Hejka! Sory, że jest już po walentynkach, ale ja dopiero teraz skończyłam pisać to nieromantyczne opowiadanie.
Opowiadanie dedykuję wszystkim dziewczynom, które tak jak ja i Sophie z opowiadania nie obchodzą walentynek, chyba, że szukają pretekstu na spanie u przyjaciółki.
Ale i tym, które spędziły samotnie walentynki bez swojej drugiej połówki, ze złamanym sercem.
Moim miłosnym mottem jest: ,,miłości się nie szuka, miłość sama się znajduje", trzymajcie się tego tak jak ja i powodzenia!
-----------------------------------------------------------------------------
-No po prostu idioci! Nie stać ich, żeby napisać anonimową walentynkę. Na przykład Molly i Fred. Przecież każdy to wie, że on się w niej od pierwszej klasy buja, a nigdy nie dostała od niego żadnej karteczki. Albo chociażby ja! Kto by mnie nie kochał?- kiedy Schall (czyt. szoll) wypowiedziała ostatnie zdanie wybuchnęłyśmy wspólnym głośnym śmiechem.
-Och, no weź już ich zostaw! Jak te puste stworzenia nie mają za grosz odwagi to ich strata!- zaopiniowałam.
-Właśnie! Co ja się będę nimi przejmować. Szkoda mojego cennego czasu.
-Nie udawaj. Przecież wiem, że strasznie ci na tym zależy. I nie przejmuj się tak, bo minęły dopiero dwie lekcje. daj im trochę czasu!
Ja jak zwykle miałam głęboko i szeroko walentynki, ale Schall strasznie się tym przejmowała. Z resztą ja z reguły nie dostawałam walentynek, chyba, że od przyjaciółek, natomiast ona zawsze dostawała przynjamniej jedną od jakiegoś wielbiciela.
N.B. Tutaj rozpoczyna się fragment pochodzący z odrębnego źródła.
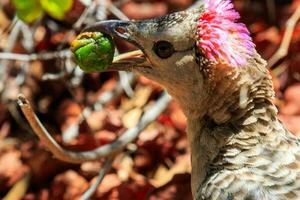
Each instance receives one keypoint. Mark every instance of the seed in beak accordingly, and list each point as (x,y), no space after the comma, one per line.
(94,51)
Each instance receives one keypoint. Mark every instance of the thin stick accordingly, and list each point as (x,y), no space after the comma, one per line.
(106,167)
(35,56)
(105,150)
(287,37)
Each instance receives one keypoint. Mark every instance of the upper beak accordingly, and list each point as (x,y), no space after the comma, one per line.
(123,30)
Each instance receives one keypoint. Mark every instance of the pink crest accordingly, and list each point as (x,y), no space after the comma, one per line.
(220,37)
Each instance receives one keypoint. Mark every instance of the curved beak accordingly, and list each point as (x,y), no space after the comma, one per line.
(123,30)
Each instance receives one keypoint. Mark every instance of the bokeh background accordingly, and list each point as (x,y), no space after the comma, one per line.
(85,111)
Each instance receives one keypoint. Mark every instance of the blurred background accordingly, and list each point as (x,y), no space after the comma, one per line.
(86,111)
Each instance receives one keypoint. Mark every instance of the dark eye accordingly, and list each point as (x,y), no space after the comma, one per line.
(163,49)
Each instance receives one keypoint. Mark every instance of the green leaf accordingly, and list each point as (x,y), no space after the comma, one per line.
(57,8)
(93,51)
(29,10)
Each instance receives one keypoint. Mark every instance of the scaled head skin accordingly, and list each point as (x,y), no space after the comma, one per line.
(200,56)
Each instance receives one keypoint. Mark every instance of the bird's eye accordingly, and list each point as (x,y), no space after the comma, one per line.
(163,49)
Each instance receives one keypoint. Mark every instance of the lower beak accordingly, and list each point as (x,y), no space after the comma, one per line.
(121,29)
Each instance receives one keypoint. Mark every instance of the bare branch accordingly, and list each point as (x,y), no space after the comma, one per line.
(287,37)
(105,150)
(35,56)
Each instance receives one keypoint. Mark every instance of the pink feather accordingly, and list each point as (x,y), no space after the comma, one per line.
(220,37)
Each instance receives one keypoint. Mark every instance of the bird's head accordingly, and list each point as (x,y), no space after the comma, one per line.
(191,53)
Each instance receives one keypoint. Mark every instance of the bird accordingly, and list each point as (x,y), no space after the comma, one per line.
(206,60)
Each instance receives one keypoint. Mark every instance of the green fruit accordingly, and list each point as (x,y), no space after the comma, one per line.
(94,51)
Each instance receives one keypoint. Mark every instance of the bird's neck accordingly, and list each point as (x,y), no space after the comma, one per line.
(232,118)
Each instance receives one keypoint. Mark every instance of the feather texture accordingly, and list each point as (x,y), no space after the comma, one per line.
(220,37)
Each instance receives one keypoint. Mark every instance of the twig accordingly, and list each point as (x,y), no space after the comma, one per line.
(287,37)
(105,150)
(35,56)
(106,167)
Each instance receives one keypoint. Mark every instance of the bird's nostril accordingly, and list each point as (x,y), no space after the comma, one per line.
(120,30)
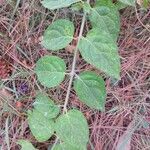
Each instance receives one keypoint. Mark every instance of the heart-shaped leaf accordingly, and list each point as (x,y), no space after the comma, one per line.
(50,70)
(58,35)
(41,127)
(105,17)
(46,106)
(55,4)
(72,128)
(91,90)
(26,145)
(101,51)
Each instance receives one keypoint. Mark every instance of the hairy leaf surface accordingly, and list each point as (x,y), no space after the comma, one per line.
(41,127)
(91,90)
(46,106)
(98,49)
(58,35)
(105,17)
(72,128)
(50,70)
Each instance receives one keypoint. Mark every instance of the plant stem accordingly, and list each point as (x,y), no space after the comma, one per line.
(74,62)
(72,73)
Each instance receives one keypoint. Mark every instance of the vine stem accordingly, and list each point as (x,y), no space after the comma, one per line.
(72,73)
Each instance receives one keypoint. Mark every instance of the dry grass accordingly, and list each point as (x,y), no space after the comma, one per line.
(127,113)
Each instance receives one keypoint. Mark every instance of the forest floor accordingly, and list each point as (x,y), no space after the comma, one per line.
(127,116)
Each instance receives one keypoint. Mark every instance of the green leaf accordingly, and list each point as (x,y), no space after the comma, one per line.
(46,106)
(91,90)
(101,51)
(105,17)
(128,2)
(64,146)
(72,128)
(55,4)
(26,145)
(50,70)
(41,127)
(58,35)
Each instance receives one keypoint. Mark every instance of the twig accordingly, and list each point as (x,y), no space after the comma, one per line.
(72,70)
(74,62)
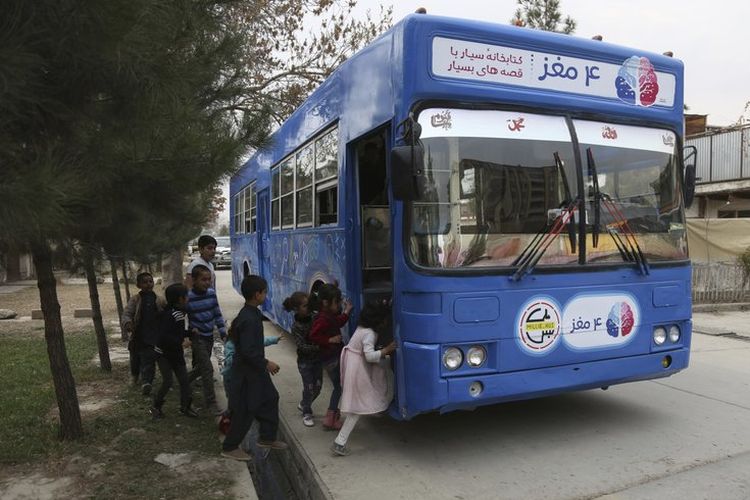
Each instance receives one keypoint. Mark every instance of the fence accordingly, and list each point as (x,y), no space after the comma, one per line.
(719,282)
(722,156)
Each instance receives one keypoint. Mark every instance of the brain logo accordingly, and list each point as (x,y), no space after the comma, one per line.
(636,82)
(620,320)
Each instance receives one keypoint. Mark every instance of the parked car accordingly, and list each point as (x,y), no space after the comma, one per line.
(223,257)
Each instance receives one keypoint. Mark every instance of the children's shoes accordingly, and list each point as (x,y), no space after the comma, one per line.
(331,422)
(339,449)
(236,454)
(189,412)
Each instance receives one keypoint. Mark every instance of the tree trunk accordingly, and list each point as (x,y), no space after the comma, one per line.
(126,279)
(118,296)
(96,310)
(172,268)
(62,377)
(13,265)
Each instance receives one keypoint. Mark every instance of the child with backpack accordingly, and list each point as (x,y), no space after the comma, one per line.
(173,332)
(326,333)
(308,354)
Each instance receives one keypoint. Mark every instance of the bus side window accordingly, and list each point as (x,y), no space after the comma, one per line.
(326,204)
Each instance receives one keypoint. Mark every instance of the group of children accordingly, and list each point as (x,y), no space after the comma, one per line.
(159,331)
(357,370)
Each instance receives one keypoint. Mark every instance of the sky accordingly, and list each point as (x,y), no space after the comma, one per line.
(710,37)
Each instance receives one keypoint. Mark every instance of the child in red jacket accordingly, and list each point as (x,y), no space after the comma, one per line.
(326,333)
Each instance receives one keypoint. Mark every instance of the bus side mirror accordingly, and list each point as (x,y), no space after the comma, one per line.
(407,172)
(689,156)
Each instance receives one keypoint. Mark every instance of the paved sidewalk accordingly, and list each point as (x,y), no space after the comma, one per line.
(723,322)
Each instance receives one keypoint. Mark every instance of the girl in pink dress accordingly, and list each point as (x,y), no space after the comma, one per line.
(363,372)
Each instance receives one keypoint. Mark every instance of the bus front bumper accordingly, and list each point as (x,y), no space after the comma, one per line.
(457,393)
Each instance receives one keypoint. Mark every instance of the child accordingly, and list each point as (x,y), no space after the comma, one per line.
(229,350)
(308,354)
(204,314)
(173,332)
(140,321)
(363,372)
(207,250)
(252,394)
(226,374)
(326,333)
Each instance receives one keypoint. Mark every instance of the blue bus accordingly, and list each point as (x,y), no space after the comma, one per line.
(518,194)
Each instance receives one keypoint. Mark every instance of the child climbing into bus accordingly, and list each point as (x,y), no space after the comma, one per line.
(308,354)
(363,372)
(172,337)
(326,333)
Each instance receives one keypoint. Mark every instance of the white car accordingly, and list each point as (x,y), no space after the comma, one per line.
(223,257)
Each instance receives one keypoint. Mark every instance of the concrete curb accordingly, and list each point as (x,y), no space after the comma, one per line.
(733,306)
(301,473)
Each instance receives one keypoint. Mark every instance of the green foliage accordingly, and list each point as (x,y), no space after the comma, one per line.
(26,395)
(293,45)
(120,440)
(543,15)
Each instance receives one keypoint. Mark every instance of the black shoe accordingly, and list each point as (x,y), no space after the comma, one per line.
(189,412)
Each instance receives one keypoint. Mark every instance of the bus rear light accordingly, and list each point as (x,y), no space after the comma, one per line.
(674,334)
(660,335)
(452,358)
(475,389)
(476,356)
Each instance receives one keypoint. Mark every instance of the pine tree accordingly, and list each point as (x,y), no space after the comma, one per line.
(543,15)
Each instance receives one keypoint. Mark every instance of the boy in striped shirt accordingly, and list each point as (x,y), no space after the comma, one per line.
(204,315)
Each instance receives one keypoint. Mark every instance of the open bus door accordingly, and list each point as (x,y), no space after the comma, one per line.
(264,247)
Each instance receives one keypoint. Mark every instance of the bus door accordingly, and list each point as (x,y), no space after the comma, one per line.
(264,245)
(374,216)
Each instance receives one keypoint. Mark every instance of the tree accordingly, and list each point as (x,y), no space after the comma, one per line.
(543,15)
(293,45)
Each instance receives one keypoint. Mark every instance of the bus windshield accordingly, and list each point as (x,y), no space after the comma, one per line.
(496,179)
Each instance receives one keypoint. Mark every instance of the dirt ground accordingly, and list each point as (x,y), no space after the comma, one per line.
(112,468)
(70,297)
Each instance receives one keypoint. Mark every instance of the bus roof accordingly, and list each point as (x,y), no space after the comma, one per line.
(434,59)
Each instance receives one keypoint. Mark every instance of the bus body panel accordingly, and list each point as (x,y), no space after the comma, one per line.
(379,87)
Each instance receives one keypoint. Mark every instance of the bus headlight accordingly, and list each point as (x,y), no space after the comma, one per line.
(475,356)
(660,335)
(452,358)
(674,334)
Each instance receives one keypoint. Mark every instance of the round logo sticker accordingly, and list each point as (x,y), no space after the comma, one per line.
(539,325)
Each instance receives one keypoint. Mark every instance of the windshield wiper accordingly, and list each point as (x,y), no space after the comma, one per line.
(568,198)
(541,242)
(534,251)
(630,250)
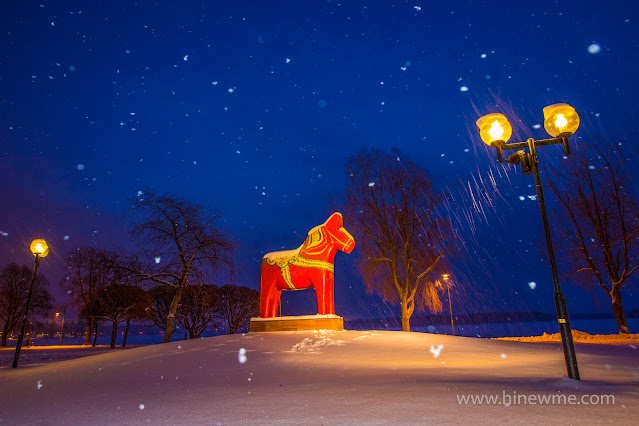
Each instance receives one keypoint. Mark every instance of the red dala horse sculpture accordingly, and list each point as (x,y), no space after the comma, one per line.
(310,265)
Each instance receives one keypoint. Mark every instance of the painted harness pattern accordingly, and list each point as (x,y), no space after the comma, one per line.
(316,238)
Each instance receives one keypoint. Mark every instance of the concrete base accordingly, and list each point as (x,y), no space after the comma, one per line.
(305,322)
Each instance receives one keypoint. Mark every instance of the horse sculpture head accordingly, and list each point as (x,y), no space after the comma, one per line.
(310,265)
(331,234)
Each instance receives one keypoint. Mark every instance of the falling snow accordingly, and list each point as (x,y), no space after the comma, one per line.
(241,356)
(436,351)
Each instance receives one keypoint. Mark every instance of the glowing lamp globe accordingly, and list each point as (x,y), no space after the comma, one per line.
(39,247)
(494,128)
(560,119)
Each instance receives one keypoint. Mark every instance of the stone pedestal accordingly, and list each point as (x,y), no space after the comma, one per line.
(304,322)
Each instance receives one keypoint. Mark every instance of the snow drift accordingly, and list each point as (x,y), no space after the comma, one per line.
(324,377)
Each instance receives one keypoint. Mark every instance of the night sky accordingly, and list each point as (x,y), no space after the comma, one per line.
(253,107)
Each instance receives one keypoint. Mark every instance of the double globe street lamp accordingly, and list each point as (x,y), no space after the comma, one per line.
(561,122)
(40,249)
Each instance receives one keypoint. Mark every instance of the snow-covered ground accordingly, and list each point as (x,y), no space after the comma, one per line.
(631,340)
(328,377)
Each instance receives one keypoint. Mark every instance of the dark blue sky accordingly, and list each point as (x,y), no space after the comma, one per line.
(253,107)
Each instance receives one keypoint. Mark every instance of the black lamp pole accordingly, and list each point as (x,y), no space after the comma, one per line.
(529,165)
(26,312)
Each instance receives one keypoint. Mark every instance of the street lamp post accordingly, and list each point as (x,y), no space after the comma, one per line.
(560,121)
(446,277)
(40,249)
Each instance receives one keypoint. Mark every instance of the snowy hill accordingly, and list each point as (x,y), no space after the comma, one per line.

-Och, ale ty zawsze i tak nie dostajesz, więc nie wiesz jak to jest!- po chwili zrozumiała co powiedziała- Ojeju, przepraszam! Nie chciałąm, zeby to tak zabrzmiało.
Ale zamiast gorzkich łez i w ogóle wybuchnęłam radosnym śmiechem.
-Masz rację! Ja nigdy nie dostaję! I wiesz co? Bardzo mi z tym dobrze! Jakoś mnie nie ciągnie, żeby czytać puste liściki miłosne, które tak w ogóle są całkiem nieromantyczne.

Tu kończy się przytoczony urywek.